Laura Sharman 16 December 2016

Government ‘complacent’ over child protection issues warn MPs

Government ‘complacent’ over child protection issues warn MPs image

The Government has been accused of being too slow to improve child protection services, a report from MPs have warned today.

The Public Accounts Committee said less than a quarter of services are judged as ‘good’ by Ofsted, but the Department for Education (DfE) does not have a ‘credible’ plan to improve the system by 2020.

The report also found variations in the quality and consistency of protection services is leaving children at risk of harm.

It is calling on the DfE to set out how it will work with local authorities to transform services, how it will better intervene to prevent problems from escalating, and set out how it will attract more high calibre people to social work.

Chair of the PAC, Meg Hillier, said: ‘It is completely unacceptable that, six years after the launch of a major review of child protection services, so little progress has been made.

‘Government has now set itself a target of 2020 to transform the system, a time frame which better serves Whitehall than it does vulnerable young people in need of help.

‘Even then there is a serious risk of past mistakes being repeated. For change to be effective it must be based on evidence of what works, a point Government accepts but has yet to act on properly.

‘When things are going wrong locally it must intervene earlier - and to do that, it must use the information available to monitor and address emerging problems.’

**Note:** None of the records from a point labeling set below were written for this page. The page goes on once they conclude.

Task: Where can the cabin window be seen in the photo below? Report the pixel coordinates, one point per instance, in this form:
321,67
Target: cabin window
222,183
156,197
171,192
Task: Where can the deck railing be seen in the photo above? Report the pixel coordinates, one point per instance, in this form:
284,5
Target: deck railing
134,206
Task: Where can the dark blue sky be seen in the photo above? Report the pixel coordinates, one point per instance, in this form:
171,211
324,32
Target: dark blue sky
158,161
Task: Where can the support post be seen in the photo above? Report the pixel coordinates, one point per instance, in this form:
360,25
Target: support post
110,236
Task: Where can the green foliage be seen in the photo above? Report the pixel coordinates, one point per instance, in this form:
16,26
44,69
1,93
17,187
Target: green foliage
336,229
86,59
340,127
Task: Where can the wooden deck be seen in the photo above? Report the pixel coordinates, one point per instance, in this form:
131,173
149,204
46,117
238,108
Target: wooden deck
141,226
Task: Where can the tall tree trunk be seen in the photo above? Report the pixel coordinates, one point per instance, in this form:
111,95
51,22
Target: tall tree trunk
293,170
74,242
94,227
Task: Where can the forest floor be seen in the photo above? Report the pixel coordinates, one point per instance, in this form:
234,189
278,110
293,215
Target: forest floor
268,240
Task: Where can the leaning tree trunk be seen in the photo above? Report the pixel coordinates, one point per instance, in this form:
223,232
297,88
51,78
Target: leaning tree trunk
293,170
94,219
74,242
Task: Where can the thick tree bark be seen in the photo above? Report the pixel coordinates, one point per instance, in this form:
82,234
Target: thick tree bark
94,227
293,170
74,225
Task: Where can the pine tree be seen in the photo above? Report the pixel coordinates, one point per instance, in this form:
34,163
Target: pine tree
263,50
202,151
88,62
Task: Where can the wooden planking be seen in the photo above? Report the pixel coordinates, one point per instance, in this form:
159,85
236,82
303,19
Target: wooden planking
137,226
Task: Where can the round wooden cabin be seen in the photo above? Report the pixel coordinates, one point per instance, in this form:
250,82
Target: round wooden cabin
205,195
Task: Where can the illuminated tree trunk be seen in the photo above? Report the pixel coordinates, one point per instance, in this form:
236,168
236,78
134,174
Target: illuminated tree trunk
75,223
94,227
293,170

In response, the Local Government Association (LGA) said the number of children on child protection plans has increased by more than 60% over the past six years.

Cllr Richard Watts, Chair of the LGA's Children and Young People Board, said: 'Child protection reform and improvement support has been largely removed from local government in recent years and increasingly centralised within Whitehall instead.

'It's vital to examine how DfE initiatives imposed on local authorities, such as children's services trusts, are evaluated to check whether they are doing a better job of looking after vulnerable children, and use that evidence to develop future initiatives in partnership with councils.

The LGA are also calling for Ofsted to play a more 'active' role in supporting improvements to children's services.